Q: I am a bona fide visitor and I want to extend my stay, how do I go about this?
A: Bona fide visitors who are admitted at any lawful Port of Entry, must apply for an extension of their entry permit at least one week prior to the expiration of the permit issued at the port of entry. No person who is not a citizen of Antigua and Barbuda has an unqualified right to be granted an extension of their stay in Antigua and Barbuda.
Q: As a bona fide visitor, how long can I extend my lawful stay in Antigua and Barbuda?
A: Under the provisions of the Immigration and Passport Act 2014 the maximum period for an extension of stay for any bona fide visitor is a maximum of ninety days (90).
Q: As a work permit holder, does my immigration status change?
A: No.

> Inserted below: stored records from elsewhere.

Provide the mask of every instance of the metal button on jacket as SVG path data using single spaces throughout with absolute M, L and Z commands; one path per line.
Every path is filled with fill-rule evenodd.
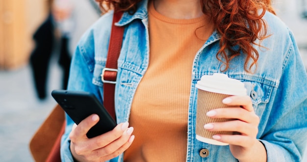
M 202 158 L 207 157 L 209 156 L 209 150 L 206 149 L 202 149 L 199 152 L 199 155 L 200 155 Z
M 258 95 L 257 95 L 257 92 L 256 91 L 253 90 L 251 92 L 251 97 L 252 97 L 253 99 L 256 99 L 257 96 Z

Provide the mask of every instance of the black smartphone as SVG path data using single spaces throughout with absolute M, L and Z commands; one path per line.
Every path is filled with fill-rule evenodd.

The holder of a work permit is a bona fide visitor who has been granted a permit to work by the Labour Department.
Q: What are the requirements for me to extend my entry permit?
A: The ordinary requirements for an extension of stay for an adult visitor are:
1. Valid passport which expires at least six months from the date of the application for the permit.
2. A completed extension form which is available online.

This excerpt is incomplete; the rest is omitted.